When Gaspery-Jacques Roberts, a detective in the black-skied Night City, is hired to investigate an anomaly in the North American wilderness, he uncovers a series of lives upended: The exiled son of an earl driven to madness, a writer trapped far from home as a pandemic ravages Earth, and a childhood friend from the Night City who, like Gaspery himself, has glimpsed the chance to do something extraordinary that will disrupt the timeline of the universe.

A virtuoso performance that is as human and tender as it is intellectually playful, Sea of Tranquility is a novel of time travel and metaphysics that precisely captures the reality of our current moment.

The Cartographers by Peng Shepherd

Nell Young’s whole life and greatest passion is cartography. Her father, Dr. Daniel Young, is a legend in the field and Nell’s personal hero. But she hasn’t seen or spoken to him ever since he cruelly fired her and destroyed her reputation after an argument over an old, cheap gas station highway map.

But when Dr. Young is found dead in his office at the New York Public Library, with the very same seemingly worthless map hidden in his desk, Nell can’t resist investigating. To her surprise, she soon discovers that the map is incredibly valuable and exceedingly rare. In fact, she may now have the only copy left in existence…because a mysterious collector has been hunting down and destroying every last one—along with anyone who gets in the way.

But why? To answer that question, Nell embarks on a dangerous journey to reveal a dark family secret and discovers the true power that lies in maps.

How High We Go In The Dark By Sequoia Nagamatsu

In 2030, a grieving archeologist arrives in the Arctic Circle to continue the work of his recently deceased daughter at the Batagaika Crater, where researchers are studying long-buried secrets now revealed in melting permafrost, including the perfectly preserved remains of a girl who appears to have died of an ancient virus.

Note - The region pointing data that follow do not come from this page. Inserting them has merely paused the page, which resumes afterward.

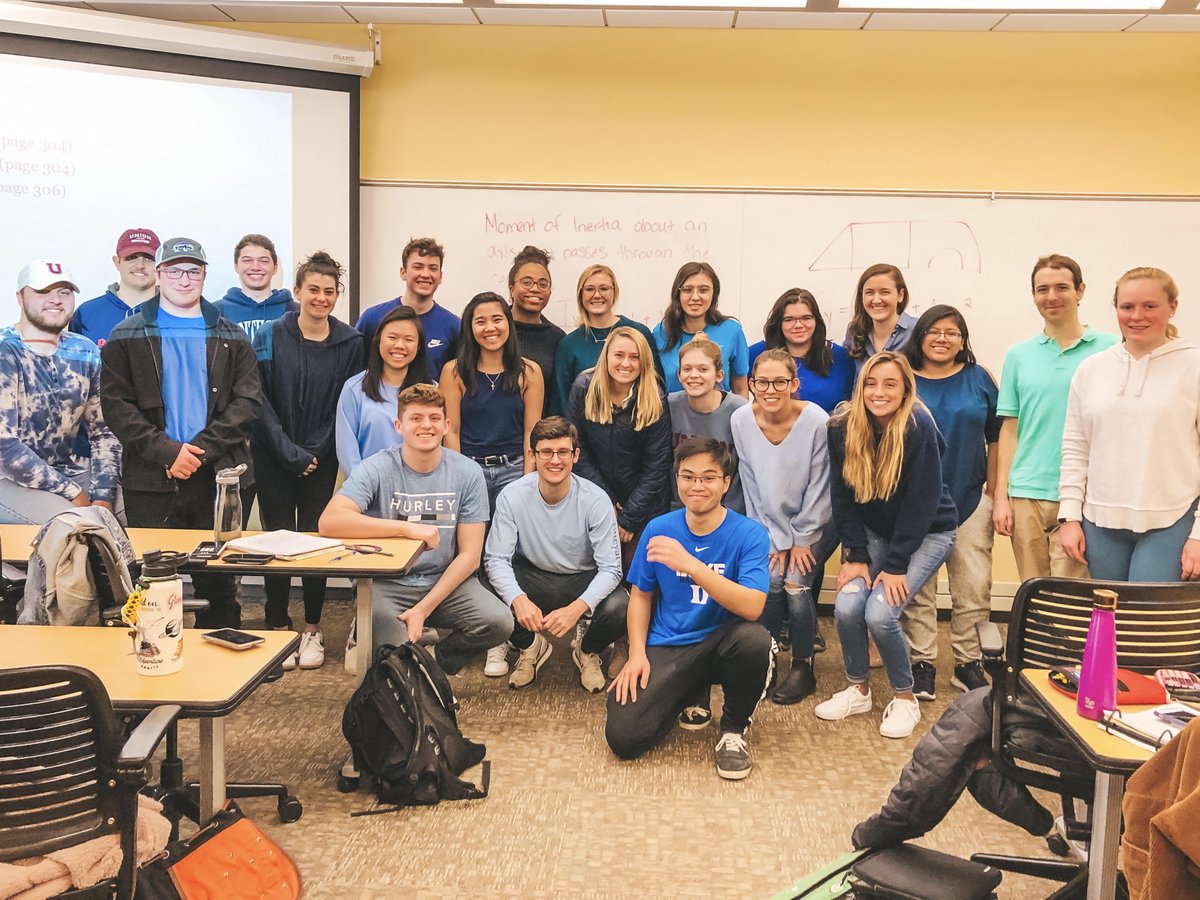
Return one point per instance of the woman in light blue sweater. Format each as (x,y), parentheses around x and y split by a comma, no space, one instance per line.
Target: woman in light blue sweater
(784,459)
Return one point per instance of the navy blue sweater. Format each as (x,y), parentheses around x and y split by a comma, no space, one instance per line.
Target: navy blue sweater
(921,505)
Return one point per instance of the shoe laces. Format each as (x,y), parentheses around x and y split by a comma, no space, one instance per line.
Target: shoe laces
(731,741)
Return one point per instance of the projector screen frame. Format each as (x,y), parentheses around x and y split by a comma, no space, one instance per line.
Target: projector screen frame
(252,72)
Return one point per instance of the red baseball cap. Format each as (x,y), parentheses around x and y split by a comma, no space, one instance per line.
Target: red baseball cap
(137,240)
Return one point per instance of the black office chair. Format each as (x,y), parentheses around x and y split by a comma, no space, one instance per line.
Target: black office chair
(65,774)
(1158,627)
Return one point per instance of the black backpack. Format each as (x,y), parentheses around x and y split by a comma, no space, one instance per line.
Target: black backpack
(403,732)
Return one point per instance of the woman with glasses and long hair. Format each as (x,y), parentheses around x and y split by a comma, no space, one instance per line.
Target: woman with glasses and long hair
(304,359)
(366,408)
(493,394)
(825,369)
(624,431)
(785,472)
(961,396)
(895,520)
(879,321)
(597,293)
(693,311)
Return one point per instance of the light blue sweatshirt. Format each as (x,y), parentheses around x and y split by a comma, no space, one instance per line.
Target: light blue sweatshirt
(574,535)
(786,486)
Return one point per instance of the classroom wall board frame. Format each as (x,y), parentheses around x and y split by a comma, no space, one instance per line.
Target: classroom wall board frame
(972,250)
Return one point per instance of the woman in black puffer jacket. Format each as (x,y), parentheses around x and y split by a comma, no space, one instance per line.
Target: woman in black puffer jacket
(624,431)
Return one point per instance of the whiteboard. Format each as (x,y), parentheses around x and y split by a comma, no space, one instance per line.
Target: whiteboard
(975,252)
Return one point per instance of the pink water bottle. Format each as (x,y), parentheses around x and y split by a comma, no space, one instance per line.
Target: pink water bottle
(1098,673)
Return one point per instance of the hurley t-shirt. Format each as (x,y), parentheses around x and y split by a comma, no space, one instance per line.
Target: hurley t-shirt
(454,493)
(185,375)
(684,613)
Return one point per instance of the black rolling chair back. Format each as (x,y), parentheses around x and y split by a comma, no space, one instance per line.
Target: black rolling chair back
(66,775)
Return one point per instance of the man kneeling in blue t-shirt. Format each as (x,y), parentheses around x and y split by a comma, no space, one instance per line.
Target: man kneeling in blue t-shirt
(699,582)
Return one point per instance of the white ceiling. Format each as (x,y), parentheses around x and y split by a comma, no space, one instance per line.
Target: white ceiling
(1175,15)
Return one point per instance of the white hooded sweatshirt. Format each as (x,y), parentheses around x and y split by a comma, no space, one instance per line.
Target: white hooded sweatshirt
(1131,449)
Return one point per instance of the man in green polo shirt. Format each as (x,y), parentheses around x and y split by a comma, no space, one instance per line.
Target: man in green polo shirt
(1033,390)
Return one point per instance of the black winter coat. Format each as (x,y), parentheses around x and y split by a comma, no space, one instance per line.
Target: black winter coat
(634,467)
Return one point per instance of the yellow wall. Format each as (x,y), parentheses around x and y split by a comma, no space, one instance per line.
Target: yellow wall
(1000,112)
(1007,112)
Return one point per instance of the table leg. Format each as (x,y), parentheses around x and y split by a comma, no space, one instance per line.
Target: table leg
(366,640)
(1102,857)
(213,777)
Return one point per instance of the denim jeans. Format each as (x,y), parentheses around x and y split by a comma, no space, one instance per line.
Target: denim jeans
(1121,555)
(859,609)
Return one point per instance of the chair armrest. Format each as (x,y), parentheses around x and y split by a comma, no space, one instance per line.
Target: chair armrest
(990,642)
(141,744)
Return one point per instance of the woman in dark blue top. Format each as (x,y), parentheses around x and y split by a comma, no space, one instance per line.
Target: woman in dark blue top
(825,369)
(961,396)
(897,525)
(493,394)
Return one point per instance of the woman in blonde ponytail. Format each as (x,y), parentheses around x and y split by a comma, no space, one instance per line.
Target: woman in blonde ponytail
(897,523)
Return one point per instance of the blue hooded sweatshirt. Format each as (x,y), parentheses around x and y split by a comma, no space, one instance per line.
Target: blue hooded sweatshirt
(250,313)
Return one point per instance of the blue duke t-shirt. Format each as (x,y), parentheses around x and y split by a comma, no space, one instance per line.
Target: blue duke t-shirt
(684,615)
(185,375)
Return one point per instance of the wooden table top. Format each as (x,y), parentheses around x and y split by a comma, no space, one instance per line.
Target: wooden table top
(1105,751)
(18,540)
(213,682)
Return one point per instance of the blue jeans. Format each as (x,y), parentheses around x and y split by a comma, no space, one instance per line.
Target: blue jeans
(858,609)
(1121,555)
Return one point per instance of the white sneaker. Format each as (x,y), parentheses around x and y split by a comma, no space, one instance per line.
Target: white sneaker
(900,718)
(312,649)
(497,664)
(843,703)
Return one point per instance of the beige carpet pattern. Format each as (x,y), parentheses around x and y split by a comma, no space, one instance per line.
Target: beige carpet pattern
(565,817)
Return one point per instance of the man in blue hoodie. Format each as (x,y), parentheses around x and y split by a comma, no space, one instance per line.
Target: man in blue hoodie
(253,303)
(136,283)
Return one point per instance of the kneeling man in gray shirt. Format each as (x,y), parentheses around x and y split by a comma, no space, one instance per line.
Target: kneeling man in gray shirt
(555,557)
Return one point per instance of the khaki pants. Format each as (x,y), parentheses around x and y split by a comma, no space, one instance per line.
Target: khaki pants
(969,567)
(1036,543)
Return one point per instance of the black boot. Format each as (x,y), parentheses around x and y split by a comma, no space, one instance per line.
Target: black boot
(798,684)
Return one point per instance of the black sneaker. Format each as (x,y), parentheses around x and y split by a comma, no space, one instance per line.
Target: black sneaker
(695,718)
(732,757)
(969,676)
(924,678)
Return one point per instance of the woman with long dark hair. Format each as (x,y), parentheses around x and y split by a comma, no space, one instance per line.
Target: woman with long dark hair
(825,369)
(961,396)
(366,408)
(693,310)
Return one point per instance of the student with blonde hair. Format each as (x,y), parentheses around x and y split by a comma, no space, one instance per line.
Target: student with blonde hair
(1131,448)
(897,523)
(595,298)
(624,431)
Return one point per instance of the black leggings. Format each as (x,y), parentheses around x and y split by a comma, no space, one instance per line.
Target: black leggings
(295,503)
(737,657)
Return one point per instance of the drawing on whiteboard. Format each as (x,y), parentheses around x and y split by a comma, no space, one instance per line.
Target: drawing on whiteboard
(909,244)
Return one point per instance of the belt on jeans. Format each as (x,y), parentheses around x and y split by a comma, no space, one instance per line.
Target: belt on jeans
(498,460)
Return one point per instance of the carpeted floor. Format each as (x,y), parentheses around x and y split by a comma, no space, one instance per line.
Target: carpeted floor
(565,817)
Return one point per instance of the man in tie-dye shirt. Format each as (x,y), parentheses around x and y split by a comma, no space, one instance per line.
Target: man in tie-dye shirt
(49,381)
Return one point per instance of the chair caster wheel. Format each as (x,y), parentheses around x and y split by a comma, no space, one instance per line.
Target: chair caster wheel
(291,809)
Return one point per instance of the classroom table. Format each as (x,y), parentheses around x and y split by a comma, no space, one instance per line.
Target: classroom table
(1113,757)
(211,684)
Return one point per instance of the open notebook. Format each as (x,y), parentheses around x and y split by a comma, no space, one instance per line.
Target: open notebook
(283,545)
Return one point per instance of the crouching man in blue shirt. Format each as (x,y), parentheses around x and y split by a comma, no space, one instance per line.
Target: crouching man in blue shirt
(699,580)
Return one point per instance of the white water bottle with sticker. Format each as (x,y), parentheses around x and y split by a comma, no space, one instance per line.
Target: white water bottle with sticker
(157,617)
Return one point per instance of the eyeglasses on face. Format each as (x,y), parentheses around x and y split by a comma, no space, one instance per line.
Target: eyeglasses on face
(775,384)
(706,480)
(177,273)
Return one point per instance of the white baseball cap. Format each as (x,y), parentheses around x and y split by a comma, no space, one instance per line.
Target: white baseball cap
(41,274)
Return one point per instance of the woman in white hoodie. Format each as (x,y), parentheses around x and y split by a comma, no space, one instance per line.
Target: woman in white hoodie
(1131,450)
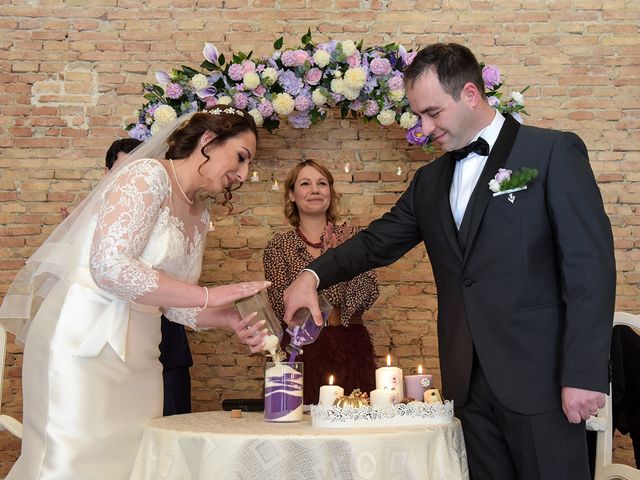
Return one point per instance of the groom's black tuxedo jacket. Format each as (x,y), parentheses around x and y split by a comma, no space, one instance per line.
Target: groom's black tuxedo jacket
(528,281)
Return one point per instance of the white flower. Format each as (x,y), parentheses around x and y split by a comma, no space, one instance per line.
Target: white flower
(322,58)
(199,81)
(257,117)
(517,97)
(337,85)
(396,95)
(348,47)
(164,114)
(283,104)
(269,76)
(355,78)
(408,120)
(318,98)
(351,94)
(155,128)
(251,80)
(494,185)
(386,117)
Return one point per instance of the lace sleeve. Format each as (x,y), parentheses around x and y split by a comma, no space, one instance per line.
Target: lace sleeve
(125,221)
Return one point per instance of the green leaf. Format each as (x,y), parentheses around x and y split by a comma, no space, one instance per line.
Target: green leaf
(306,38)
(189,71)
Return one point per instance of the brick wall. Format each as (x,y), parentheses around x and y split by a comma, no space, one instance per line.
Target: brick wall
(70,79)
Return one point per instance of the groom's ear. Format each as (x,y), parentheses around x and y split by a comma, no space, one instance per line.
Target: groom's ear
(470,94)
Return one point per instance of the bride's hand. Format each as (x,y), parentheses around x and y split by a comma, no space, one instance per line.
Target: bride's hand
(227,294)
(253,336)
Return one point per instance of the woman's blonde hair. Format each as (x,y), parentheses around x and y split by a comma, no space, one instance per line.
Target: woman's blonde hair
(291,209)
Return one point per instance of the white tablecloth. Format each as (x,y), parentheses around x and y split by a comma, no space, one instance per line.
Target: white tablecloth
(212,445)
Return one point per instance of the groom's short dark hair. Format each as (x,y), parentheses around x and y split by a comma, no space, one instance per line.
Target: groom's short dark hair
(454,64)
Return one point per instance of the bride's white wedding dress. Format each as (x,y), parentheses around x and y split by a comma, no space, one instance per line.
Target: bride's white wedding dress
(91,374)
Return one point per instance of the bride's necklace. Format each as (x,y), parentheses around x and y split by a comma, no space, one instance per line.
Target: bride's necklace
(306,240)
(173,168)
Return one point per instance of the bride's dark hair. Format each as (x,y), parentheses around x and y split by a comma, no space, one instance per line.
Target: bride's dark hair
(225,122)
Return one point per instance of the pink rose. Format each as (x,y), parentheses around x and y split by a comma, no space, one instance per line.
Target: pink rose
(502,175)
(314,76)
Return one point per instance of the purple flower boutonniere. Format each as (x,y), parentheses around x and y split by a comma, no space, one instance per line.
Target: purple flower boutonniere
(507,181)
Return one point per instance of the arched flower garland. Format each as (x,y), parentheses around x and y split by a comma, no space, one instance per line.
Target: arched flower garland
(300,86)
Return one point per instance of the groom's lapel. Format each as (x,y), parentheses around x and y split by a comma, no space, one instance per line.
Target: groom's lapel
(444,206)
(481,194)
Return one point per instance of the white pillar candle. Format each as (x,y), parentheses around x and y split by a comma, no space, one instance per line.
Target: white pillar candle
(416,385)
(329,393)
(390,378)
(380,398)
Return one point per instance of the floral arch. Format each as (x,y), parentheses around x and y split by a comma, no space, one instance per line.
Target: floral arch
(299,86)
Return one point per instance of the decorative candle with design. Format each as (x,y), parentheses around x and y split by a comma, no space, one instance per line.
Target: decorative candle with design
(390,378)
(416,385)
(283,392)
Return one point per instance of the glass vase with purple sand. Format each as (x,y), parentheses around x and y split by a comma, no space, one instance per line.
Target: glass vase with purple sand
(283,391)
(260,303)
(304,330)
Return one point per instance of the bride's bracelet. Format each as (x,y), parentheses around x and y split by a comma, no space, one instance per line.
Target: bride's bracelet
(206,301)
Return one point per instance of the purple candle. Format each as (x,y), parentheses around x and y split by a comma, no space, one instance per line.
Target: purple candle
(283,392)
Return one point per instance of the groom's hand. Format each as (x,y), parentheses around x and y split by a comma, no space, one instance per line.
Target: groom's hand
(579,404)
(302,294)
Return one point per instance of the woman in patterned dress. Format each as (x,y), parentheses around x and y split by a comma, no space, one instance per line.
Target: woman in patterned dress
(344,348)
(91,298)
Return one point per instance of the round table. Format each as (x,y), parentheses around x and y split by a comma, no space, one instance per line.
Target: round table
(212,445)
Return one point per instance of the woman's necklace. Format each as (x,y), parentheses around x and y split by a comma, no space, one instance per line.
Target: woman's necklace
(306,240)
(190,202)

Once unleashed, the Arctic plague will reshape life on Earth for generations to come, quickly traversing the globe, forcing humanity to devise a myriad of moving and inventive ways to embrace possibility in the face of tragedy.

In a theme park designed for terminally ill children, a cynical employee falls in love with a mother desperate to hold on to her infected son. A heartbroken scientist searching for a cure finds a second chance at fatherhood when one of his test subjects—a pig—develops the capacity for human speech. A widowed painter and her teenaged granddaughter embark on a cosmic quest to locate a new home planet.

From funerary skyscrapers to hotels for the dead to interstellar starships, Sequoia Nagamatsu takes readers on a wildly original and compassionate journey, spanning continents, centuries, and even celestial bodies to tell a story about the resilience of the human spirit, our infinite capacity to dream, and the connective threads that tie us all together in the universe.